Dunque tocca avere un asso nella manica. E i commercialisti l’avrebbero già trovato, si tratta solo di limare i dettagli. Sarà la fondazione Leoncavallo, costituita nel 2004, a partecipare al bando. Semplice. Lapalissiano. Ma questa fondazione dove si trova e cosa fa? Al momento pochi sembrano saperne qualcosa e nessuno si spinge oltre qualche vago ricordo. Nel 2004 era sindaco Albertini e aveva affidato la patata bollente alle solide mani del fido assessore Sergio Scalpelli.
Quest’ultimo godeva dell’appoggio di molti, anche nel centrodestra, convinti che si dovesse arrivare alla pacificazione delle anime della città e quindi anche a una legalizzazione dello storico centro. Il gruppo di lavoro che si costituì per l’occasione aveva in mente un’operazione in due fasi: la prima, un accordo con il centro sociale e la proprietà dell’immobile per regolarizzare gli aspetti giuridico-formali e stabilire le attività che si svolgevano in via Watteau. La seconda, «dare vita a una fondazione pubblico privato». Ma chi fu spettatore della trattativa assicura che «non si chiuse nemmeno la prima fase». Di fatto però di fondazione si torna a parlare in modo esplicito quello stesso anno (2004) in alcuni articoli di giornale che riferiscono di un progetto presentato a Palazzo Marino dal consigliere comunale di Rifondazione comunista, Daniele Farina, insieme a Sandro Antoniazzi (portavoce del centrosinistra, scomparso da poco) e Rosario Pantaleo (Margherita). Era la vigilia dell’udienza alla Corte d’Appello per la sentenza definitiva sulla permanenza del Leoncavallo nella sede occupata. E, secondo i resoconti dell’epoca, il piano prevedeva la creazione di una Fondazione costituita da esponenti della società e della cultura milanese, e sostenuta dal Leoncavallo con lo scopo di promuovere le attività di assistenza sociale e culturali che si svolgevano in via Watteau. La fondazione avrebbe intrattenuto rapporti con Comune, Prefettura e le altre istituzioni.

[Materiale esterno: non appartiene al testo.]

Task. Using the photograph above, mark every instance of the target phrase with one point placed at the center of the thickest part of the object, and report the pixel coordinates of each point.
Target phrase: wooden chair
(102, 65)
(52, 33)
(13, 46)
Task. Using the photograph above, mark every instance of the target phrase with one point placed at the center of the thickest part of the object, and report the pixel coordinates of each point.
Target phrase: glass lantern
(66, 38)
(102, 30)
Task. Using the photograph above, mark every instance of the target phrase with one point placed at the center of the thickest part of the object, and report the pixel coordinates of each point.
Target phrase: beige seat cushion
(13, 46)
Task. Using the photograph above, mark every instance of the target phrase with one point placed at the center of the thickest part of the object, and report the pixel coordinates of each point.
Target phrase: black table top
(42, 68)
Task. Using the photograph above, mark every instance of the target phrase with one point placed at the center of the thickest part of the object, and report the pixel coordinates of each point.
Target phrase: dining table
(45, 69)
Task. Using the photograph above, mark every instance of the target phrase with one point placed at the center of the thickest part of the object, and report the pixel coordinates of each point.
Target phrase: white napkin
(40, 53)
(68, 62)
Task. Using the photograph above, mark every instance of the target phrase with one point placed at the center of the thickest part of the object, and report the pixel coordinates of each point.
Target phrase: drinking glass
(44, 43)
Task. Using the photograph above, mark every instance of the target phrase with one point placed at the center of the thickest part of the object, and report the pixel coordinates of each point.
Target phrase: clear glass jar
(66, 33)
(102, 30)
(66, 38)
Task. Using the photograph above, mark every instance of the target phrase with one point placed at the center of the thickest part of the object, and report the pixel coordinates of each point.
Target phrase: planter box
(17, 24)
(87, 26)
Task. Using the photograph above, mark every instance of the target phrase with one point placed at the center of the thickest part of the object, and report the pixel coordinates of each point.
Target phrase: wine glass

C’era anche il nome: “La città che vogliamo-onlus”. Tra i componenti figuravano le mamme antifasciste del Leoncavallo, Antonio Panzeri, ex segretario della Camera del Lavoro, il docente universitario Giorgio Fiorentini e la capogruppo dei Verdi a Palazzo Marino Milly Moratti. Ma era il 2004. Di acqua sotto i ponti ne è passata. Da capire se la proposta abbia avuto seguito, se si tratti dello stesso soggetto giuridico o se i commercialisti stiano lavorando a una versione aggiornata della Fondazione. Oggi intanto scade la richiesta del governo dei 3 milioni di euro alle mamme antifasciste. L’associazione nei giorni scorsi ha promosso una raccolta fondi per far fronte alle spese, e Boer ha fatto sapere che i soldi non ci sono. Vediamo come andrà a finire ma la strada è tracciata e la sinistra, che bercia contro il blitz delle forze dell’ordine e chiama alla mobilitazione perla manifestazione nazionale del 6 settembre, tira un sospiro di sollievo. La città un po’ meno. In questi giorni al Corvetto c’è voglia di protesta: «Qui è la fine della città, si spaccia e la gente ha paura... Il Leoncavallo? Speriamo non sia vento che soffia sul fuoco».